Im Alpen‑Adria‑Gebiet entstehen Herbergen, die weniger verbrauchen und mehr zurückgeben. Dächer sammeln Wasser, Fassaden atmen, Stuben erzählen von alten Mahlzeiten und neuen Solarerträgen. Gastgeberinnen kennen den Hang, an dem die Lärche wuchs, aus der dein Bett gefertigt wurde. Du wirst eingeladen, den Ofen verantwortungsvoll zu heizen, Pfade zu achten und regionale Kreisläufe zu unterstützen. So wird Ankommen zu einer stillen Verabredung: sorgsam sein, genießen, wiederkommen.

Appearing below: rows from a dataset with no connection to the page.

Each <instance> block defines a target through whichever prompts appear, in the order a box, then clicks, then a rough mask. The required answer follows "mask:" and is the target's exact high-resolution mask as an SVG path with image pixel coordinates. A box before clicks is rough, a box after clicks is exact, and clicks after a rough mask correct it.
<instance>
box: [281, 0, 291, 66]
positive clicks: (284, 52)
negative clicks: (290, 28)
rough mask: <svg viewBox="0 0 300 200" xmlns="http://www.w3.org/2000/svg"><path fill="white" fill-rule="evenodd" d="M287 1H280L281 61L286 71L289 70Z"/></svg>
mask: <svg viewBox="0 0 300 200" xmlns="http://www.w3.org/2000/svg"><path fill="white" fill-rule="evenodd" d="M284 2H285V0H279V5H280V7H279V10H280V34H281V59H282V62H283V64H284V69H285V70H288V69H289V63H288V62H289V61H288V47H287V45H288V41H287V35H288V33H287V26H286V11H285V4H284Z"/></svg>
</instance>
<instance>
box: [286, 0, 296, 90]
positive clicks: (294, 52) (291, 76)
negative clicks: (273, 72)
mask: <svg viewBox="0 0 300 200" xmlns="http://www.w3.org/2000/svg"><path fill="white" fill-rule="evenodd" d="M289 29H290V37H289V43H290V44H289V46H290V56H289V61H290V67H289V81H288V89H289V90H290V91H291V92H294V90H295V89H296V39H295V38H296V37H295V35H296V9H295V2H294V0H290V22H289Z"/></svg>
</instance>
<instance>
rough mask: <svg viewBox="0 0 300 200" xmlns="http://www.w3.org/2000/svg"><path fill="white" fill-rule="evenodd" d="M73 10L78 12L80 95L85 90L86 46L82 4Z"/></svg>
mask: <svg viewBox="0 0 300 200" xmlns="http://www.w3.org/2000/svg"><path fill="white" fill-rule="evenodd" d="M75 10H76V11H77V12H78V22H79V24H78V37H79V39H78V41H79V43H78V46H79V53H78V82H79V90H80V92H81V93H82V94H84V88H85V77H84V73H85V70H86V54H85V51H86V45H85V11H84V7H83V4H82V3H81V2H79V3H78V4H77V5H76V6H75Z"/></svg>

Die Werkstätten sind Treffpunkte für Reparatur, Prototypen und gemeinsames Lernen. Tischler, Textilerinnen, Elektroniker und Köchinnen teilen Werkzeuge, Materialreste und Geschichten. Ein Ski bekommt neue Kanten, ein Rucksack frische Nähte, ein Sensor hilft dem Imker, seine Völker sanft zu begleiten. Gäste dürfen mitschrauben, lokal produzieren oder einfach zuschauen. So wachsen Fähigkeiten, Vertrauen und Wertschätzung für Arbeit, die nützt, hält und möglichst wenig Spuren hinterlässt.

Italienische Täler, slowenische Almen und österreichische Seitentäler verbinden sich durch Pfade, Züge und Freundschaften. Offene Treffen wechseln Orte und Sprachen, doch die Anliegen bleiben gleich: kreislauffähige Materialien, faire Preise, respektvolle Besucherströme. Ein gemeinsames Reparaturfestival bringt Dorfbewohner, Studierende und Reisende zusammen, die voneinander lernen und Lösungen übertragen. Aus Austausch entsteht Zugehörigkeit, die stärker ist als Schlagbäume und überraschend robust gegen saisonale Schwankungen und Moden.